May letter 2025
We call it the beautiful month of May here where I do stay.
We the Norwegians celebrated our Day of Independence on May 17th .
Happy children, free children in multiple outfits paraded our streets cheering with joy, waving handheld flags and displaying such beautiful dignity.
On May 20th the early career group of our federation arranged their first seminar some three days late, since May 17th is also the International Day against homophobia, biphobia and transphobia. I cheer for the Early Career Group and for Filippo Nimbi and Silva Neves who delivered their lectures at this seminar.
Homophobia, biphobia and transphobia give rise to no joy, no cheers and they deprive the objects of these phobias their dignity as they deprive the phobics themselves of theirs.
The detrimental consequences of homophobia, biphobia and transphobia are most easily detected when we look at the status of sexual and gender rights in Europe. ILGA-Europe draws a yearly map of those conditions, see:
https://rainbowmap.ilga-europe.org/
For the first time in decades, the map tells us that the European body of sexual and gender rights are diminished. More human beings than before are not welcome.
We feel helpless, naked, depressed or outright furious, all depending on whether we belong to the unwelcomed or to what degree we are in contact with them.
Traditional phobias like claustrophobia, agoraphobia, nyctophobia, arachnophobia and many more have roots in real dangers: Small rooms you cannot escape, in open spaces you can be detected, perils lurk in darkness and poisonous spiders do exist.
What then might be the roots of homophobia, biphobia and transphobia?
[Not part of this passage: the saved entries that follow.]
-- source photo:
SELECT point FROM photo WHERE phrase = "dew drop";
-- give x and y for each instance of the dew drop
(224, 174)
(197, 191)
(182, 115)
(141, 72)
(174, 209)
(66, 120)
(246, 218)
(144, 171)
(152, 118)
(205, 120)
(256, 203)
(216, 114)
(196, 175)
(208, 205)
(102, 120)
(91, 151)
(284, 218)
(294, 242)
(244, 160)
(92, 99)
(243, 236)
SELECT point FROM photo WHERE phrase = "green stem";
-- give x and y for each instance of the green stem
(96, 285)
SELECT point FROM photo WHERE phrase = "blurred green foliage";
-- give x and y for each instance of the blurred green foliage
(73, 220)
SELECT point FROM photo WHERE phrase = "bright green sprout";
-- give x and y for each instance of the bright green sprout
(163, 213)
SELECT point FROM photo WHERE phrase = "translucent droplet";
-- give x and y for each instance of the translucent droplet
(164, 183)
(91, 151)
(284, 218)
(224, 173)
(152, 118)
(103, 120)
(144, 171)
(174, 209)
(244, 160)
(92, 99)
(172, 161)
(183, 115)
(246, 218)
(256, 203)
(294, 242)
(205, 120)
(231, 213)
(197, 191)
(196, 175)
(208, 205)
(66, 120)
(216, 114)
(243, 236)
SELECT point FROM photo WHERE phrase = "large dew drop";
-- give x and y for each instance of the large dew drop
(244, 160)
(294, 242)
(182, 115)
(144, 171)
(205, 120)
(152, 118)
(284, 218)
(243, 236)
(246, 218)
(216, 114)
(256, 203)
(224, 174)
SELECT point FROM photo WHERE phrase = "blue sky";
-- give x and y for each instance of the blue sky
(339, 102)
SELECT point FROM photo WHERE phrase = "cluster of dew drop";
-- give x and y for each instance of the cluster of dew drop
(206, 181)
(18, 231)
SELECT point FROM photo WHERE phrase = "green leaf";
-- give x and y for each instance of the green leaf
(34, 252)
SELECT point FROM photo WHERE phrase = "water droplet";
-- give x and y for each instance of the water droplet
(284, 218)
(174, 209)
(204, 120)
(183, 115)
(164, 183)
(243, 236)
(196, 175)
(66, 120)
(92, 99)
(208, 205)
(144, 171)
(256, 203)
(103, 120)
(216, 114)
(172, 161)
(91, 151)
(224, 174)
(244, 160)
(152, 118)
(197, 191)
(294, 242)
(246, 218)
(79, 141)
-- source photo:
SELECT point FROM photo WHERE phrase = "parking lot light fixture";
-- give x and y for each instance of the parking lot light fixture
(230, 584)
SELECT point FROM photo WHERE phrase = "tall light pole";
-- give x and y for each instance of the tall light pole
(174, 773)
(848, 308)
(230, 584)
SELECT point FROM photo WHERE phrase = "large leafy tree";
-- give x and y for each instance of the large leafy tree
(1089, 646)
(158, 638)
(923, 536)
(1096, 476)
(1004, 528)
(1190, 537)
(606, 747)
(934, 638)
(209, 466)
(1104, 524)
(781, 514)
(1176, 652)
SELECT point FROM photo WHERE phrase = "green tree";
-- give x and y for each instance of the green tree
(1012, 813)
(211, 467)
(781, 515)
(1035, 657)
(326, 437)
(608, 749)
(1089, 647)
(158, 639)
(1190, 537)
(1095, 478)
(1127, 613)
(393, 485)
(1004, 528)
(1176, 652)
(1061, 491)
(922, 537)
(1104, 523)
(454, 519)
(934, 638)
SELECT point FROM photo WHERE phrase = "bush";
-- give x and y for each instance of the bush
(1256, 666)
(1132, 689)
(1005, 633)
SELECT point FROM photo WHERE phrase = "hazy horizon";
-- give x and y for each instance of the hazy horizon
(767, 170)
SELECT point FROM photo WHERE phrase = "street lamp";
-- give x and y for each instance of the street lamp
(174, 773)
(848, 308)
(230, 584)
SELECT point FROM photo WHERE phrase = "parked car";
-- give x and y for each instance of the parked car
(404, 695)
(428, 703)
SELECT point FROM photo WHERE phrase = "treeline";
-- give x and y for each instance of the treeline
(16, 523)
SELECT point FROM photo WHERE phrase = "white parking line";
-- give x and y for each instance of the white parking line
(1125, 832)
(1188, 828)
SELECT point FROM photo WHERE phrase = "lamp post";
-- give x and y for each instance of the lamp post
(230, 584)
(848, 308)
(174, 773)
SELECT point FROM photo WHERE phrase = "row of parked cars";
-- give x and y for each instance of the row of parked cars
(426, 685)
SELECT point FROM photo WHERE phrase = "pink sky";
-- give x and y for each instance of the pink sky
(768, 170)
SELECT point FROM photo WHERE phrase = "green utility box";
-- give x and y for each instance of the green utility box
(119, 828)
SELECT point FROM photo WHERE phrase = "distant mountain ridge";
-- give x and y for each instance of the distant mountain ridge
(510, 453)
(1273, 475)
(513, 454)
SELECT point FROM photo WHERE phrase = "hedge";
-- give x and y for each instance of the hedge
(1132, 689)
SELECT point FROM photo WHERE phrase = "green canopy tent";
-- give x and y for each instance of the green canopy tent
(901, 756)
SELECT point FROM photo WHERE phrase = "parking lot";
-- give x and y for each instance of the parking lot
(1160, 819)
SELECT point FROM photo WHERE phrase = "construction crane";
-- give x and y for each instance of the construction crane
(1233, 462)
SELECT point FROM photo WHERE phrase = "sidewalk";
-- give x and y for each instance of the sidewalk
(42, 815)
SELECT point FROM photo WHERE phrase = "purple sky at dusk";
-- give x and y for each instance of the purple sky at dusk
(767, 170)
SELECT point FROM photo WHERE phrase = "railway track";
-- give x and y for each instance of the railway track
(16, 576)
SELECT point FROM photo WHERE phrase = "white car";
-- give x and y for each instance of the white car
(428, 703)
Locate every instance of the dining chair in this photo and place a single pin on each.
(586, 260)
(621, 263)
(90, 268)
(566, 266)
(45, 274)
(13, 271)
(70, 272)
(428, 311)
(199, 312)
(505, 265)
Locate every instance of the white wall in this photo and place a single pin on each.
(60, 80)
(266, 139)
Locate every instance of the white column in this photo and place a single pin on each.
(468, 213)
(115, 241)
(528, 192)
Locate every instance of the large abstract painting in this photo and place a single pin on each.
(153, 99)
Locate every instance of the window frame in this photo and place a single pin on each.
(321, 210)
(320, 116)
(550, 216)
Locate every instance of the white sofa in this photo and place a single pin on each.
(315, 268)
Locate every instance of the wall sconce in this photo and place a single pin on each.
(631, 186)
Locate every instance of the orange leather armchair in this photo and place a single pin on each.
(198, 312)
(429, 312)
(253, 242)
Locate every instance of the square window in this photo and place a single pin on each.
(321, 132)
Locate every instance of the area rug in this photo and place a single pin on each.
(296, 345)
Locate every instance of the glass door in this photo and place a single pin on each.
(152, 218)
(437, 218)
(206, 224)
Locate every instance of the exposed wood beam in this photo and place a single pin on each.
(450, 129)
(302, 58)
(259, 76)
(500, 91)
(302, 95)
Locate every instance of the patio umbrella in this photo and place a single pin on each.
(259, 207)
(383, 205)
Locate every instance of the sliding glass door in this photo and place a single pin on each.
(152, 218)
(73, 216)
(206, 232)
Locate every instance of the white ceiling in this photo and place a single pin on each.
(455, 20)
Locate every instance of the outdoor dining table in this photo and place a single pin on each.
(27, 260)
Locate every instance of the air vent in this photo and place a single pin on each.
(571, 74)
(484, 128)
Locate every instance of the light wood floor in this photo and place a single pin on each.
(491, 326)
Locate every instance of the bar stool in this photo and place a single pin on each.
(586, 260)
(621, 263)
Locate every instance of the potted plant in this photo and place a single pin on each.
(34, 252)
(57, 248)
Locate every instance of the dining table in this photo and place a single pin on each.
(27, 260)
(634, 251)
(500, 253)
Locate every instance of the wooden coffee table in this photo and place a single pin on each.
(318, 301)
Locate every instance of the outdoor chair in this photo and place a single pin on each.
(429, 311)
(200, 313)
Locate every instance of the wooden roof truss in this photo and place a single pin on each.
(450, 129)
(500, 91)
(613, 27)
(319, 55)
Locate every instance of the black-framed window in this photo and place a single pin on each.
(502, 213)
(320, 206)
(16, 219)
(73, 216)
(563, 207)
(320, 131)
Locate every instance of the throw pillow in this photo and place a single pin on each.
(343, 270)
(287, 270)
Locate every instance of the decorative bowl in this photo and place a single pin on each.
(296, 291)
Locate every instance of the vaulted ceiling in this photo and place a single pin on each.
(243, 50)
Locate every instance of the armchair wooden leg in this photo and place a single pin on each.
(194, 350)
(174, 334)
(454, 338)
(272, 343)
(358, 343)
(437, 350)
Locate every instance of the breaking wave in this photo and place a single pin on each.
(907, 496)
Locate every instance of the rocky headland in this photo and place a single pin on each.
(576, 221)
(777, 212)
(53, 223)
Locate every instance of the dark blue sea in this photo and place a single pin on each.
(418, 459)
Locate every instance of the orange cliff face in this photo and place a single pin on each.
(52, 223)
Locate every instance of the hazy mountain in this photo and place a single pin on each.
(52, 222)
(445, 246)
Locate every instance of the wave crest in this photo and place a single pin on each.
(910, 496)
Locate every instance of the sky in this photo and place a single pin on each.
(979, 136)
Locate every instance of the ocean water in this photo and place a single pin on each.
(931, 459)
In can be linked to xenophobia, fear of those that are different or strangers. As we all are different in such a number of ways, and since lesbians, gays, bisexuals and transpeople are represented in most families and neighbourhoods, xenophobia does not really apply. At the same time, there exist no reports that queer people represent or have represented any particular peril for others. After all, most sexual crimes are committed by cis/hetero individuals.
Something else must be at stake.
Might it be that some feel stronger, wiser or simply better by degrading others? If that is the case, the term phobia does not really apply either.
Or is this maybe a result of shame? If that is the case, where does that shame stem from? Clearly shame is always dependent on some outside force that through many pathways has entered our emotional minds.
This takes me to religion.
The widespread story of the fig leaf, linked to the «Fall of man» in the Seminittic religions
forced shame upon us:
Genesis 3:7 in «English standard version» :
Then the eyes of both were opened, and they knew that they were naked. And they sewed fig leaves together and made themselves loincloths.
Only one out of the 35 versions of Genesis 3:7 that I looked up, namely «The New Living Translation» mentions the word «shame»:
At that moment their eyes were opened, and they suddenly felt shame at their nakedness. So they sewed fig leaves together to cover themselves.
Those of us who have been raised within the framework of the Seminittic religions, believers as non-believers, have repeatedly received this hidden or overt message that we shall feel shame for our nakedness.
When lesbians, gays, bis, transpeople leave their closeted state and open themselves to the public, can that be seen as a kind of nakedness? Have they thrown the loincloth of the closet away? Might it be that homophobia, biphobia and transphobia is linked to the fear of the very unpleasant feeling of shame? A shame that the phobics sense in themselves and tries to get rid of through aggression towards those who represent this peril.
Shame is pain, aggression renders an anaesthetic.
The famous Norwegian writer Henrik Ibsen said: I prefer to ask, my calling is not to give the answers.